Document Type: Systematic Review and Meta-analysis

Authors

1 Department of Pathology, Zhongnan Hospital of Wuhan University, Wuhan, P. R. China.

2 Department of Pathology, School of Basic Medical Science, Wuhan University, Wuhan, P. R. China.

Abstract

Caveolin-1 (Cav-1), an integral membrane protein, is a principal component of caveolae and has been reported to play a promoting or inhibiting role in cancer progression. Gynecologic tumor is a group of tumors that affect the tissue and organs of the female reproductive system, especially cervical cancer.

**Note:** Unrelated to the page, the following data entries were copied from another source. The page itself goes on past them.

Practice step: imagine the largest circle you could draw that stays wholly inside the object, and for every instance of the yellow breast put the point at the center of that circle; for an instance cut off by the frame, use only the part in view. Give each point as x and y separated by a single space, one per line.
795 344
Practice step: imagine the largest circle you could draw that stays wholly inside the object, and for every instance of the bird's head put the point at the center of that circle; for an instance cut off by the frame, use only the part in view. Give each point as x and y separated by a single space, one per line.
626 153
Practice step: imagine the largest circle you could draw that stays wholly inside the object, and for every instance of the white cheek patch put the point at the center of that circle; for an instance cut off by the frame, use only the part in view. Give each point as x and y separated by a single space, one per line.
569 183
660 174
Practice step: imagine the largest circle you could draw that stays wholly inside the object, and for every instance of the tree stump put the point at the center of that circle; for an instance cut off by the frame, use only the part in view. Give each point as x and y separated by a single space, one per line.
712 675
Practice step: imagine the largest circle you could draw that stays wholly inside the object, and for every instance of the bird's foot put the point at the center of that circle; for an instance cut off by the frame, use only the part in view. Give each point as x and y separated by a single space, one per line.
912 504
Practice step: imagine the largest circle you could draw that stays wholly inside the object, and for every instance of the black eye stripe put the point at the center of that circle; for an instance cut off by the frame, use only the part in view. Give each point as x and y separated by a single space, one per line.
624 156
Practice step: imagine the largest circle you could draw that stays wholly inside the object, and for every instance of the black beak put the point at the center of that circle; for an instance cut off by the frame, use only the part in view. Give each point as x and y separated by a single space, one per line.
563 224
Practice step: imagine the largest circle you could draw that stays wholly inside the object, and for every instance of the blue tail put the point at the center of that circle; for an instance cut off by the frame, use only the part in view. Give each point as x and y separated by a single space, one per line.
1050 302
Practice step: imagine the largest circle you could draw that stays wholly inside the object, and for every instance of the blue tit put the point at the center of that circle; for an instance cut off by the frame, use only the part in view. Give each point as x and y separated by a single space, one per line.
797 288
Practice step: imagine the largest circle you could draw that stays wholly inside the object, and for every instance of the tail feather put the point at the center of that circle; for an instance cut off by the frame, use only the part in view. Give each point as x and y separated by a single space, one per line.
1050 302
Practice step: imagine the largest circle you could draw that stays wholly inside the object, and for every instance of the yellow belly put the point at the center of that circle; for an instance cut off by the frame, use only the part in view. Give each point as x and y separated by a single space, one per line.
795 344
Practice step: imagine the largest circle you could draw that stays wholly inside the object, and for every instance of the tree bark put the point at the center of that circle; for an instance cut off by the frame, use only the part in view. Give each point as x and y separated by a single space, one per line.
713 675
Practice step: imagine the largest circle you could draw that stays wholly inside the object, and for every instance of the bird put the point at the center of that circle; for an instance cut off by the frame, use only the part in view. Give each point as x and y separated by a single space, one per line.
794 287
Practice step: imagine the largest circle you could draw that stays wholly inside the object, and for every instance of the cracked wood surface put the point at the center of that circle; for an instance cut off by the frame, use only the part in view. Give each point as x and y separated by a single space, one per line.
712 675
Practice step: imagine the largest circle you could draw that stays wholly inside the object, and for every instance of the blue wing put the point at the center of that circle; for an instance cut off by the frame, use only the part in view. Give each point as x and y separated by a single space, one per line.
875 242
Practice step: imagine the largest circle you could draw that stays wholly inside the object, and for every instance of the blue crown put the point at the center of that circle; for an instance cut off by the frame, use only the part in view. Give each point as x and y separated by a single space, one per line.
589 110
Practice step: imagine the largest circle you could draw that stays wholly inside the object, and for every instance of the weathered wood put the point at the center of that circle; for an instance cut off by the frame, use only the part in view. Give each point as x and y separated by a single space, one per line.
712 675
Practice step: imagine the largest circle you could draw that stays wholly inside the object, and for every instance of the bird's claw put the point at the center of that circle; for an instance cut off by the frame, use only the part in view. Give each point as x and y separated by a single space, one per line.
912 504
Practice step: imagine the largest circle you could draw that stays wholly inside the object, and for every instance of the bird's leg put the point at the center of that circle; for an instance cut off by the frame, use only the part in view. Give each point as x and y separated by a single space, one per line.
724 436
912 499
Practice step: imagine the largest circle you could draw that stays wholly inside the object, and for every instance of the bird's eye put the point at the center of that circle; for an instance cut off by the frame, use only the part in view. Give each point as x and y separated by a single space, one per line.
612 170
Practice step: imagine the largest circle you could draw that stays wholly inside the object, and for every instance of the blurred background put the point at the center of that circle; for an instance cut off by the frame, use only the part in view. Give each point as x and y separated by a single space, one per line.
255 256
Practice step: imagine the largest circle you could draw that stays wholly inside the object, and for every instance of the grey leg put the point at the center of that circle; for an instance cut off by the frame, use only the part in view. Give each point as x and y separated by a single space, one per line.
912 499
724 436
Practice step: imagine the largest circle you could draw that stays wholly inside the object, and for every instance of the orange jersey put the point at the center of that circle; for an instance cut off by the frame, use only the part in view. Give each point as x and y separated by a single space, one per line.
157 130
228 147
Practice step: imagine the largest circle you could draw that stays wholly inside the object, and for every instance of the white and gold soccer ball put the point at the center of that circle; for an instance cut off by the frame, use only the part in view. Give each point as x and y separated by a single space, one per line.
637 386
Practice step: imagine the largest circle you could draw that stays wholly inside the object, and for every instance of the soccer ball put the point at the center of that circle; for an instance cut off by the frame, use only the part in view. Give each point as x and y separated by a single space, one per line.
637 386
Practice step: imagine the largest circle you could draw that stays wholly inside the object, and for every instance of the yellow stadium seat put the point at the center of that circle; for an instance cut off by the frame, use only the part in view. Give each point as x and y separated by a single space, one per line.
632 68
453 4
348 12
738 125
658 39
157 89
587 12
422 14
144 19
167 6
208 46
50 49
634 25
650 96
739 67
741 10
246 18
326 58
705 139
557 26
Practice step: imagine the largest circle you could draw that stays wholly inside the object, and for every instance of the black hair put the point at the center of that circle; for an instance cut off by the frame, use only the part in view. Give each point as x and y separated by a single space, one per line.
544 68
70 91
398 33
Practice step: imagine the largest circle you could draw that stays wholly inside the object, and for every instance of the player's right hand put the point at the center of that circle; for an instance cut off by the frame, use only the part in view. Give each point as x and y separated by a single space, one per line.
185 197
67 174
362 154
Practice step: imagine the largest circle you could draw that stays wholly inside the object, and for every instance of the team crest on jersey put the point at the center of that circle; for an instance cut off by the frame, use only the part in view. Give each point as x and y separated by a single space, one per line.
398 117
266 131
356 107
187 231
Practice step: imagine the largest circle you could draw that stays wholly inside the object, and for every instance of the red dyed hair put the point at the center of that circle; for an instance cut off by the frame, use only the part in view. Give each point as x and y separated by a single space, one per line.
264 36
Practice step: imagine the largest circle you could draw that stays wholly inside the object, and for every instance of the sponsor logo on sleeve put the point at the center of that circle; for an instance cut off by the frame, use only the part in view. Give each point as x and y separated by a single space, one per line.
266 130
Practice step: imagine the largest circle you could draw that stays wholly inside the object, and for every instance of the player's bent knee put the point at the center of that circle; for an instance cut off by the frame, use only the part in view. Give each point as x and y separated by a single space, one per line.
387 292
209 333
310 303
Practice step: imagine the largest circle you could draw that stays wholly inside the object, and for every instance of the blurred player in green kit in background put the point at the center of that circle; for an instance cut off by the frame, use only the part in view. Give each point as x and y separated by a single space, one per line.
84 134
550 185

Cervical cancer, as one of the most common cancers, severely affects female health in developing countries in particular because of its high morbidity and mortality. This review summarizes some mechanisms of Cav-1 in the development and progression of gynecological tumors. The role of Cav-1 in tumorigenesis, including dysregulation of cell cycle, apoptosis and autophagy, adhesion, invasion, and metastasis, such as the formation of invadopodia and matrix metalloproteinase degradation  are presented in detail. In addition, Cav-1 modulates autophagy and the formation of invadopodia and target regulated by miRNAs to affect tumor progress. Taken together, we find that, no matter Cav-1 expression in the tumor or stromal cells , Cav-1 has paradoxical role in different types of gynecological tumors in vivo or in vitro  and even in the same tumor from the same organ.